When running django-admin cleartokens, access tokens and refresh tokens are cleared as documented, but expired ID tokens stick around in the DB until they are removed manually.

To Reproduce

1. Set OIDC_ENABLED = True
2. Set REFRESH_TOKEN_EXPIRE_SECONDS to a low value
3. Set ACCESS_TOKEN_EXPIRE_SECONDS to a low value
4. Set ID_TOKEN_EXPIRE_SECONDS to a low value
5. Get a set of tokens
6. Wait until all of the tokens expired
7. Run django-admin cleartokens
8. The access and refresh token will be removed, the expired ID token is still in the DB

Expected behavior

I'd expect the ID token to be removed alongside the access token which holds the reference OR the ID token to be removed from the database when it expired.

Version

Tested with version 2.1.0.

• I have tested with the latest published release and it's still a problem.
• I have tested with the master branch and it's still a problem.

Additional context

More generally, I wonder if revoking an access token should clear the ID token (if there is one), similar to how revoking a refresh token clears the associated access token?

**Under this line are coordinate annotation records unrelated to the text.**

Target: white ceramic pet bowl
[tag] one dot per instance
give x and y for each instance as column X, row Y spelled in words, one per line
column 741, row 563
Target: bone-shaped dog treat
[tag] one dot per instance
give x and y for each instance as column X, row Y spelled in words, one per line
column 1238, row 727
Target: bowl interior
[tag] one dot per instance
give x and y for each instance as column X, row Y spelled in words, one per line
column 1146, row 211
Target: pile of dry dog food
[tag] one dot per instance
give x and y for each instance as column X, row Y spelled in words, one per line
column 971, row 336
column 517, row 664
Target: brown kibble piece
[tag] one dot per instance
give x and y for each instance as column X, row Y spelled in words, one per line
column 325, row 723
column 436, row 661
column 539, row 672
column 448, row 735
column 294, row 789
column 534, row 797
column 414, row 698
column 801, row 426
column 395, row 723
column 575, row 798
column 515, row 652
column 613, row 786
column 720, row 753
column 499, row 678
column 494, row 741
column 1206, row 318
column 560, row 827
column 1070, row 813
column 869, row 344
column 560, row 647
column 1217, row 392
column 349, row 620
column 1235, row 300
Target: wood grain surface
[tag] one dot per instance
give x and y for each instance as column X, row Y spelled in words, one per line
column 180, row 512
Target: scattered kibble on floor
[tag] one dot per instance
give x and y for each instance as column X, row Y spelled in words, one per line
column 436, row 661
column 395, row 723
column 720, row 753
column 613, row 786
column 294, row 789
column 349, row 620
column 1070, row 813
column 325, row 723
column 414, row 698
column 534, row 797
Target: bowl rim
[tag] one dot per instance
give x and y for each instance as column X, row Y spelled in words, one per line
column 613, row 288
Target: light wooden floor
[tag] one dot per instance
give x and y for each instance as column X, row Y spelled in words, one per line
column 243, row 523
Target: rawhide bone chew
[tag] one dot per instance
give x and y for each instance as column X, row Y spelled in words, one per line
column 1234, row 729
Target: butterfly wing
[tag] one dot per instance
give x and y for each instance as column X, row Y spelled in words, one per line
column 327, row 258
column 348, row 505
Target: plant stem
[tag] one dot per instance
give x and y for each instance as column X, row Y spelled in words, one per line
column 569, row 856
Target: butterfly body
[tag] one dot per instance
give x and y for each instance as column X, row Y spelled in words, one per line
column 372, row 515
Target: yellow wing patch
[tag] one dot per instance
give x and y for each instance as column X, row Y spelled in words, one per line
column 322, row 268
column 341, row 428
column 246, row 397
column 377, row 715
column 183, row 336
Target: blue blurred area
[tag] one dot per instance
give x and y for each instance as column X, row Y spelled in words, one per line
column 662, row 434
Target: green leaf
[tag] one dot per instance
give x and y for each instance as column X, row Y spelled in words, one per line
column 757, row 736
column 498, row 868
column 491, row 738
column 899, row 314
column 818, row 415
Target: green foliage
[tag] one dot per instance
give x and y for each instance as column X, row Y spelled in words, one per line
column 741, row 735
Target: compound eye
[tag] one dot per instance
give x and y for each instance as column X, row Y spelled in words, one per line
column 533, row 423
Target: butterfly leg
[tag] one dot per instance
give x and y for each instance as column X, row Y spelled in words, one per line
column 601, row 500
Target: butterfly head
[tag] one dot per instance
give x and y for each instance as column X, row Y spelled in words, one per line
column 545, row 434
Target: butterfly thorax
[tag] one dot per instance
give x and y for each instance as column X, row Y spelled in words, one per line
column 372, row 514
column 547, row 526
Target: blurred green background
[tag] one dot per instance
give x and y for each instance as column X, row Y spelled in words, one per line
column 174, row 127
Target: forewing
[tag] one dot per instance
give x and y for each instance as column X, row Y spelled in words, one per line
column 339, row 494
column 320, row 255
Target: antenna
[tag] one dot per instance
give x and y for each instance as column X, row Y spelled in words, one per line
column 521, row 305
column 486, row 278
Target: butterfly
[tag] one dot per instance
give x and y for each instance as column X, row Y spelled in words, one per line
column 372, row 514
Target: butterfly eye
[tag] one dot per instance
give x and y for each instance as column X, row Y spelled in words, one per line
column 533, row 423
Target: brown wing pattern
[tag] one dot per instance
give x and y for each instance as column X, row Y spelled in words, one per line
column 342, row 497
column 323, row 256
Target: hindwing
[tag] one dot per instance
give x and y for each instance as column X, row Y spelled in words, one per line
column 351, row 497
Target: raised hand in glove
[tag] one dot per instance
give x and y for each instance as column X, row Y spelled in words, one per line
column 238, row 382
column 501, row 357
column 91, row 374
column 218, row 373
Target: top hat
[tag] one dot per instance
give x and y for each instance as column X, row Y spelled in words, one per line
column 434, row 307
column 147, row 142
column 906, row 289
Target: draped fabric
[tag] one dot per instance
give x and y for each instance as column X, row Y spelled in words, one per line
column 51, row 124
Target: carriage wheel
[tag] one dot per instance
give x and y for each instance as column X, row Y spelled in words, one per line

I'd be willing to contribute a test and patch to the issue if a patch would be welcome for this issue (please let me know if that's the case).

Thanks for your consideration!

[n2ygk]

@Pankrat Thanks for noticing this. Since OIDC was a late addition to DOT, I suspect the requisite changes to cleartokens was missed -- it's got a very short commit history.

Regarding the automatic clearing of an ID_token when an access_token is revoked, that "feels" right. If the access_token was revoked I would think validate_jwt_bearer_token should fail to validate the ID token based on that access token.

Please do submit a PR! Or maybe two, in order to separate the two concerns.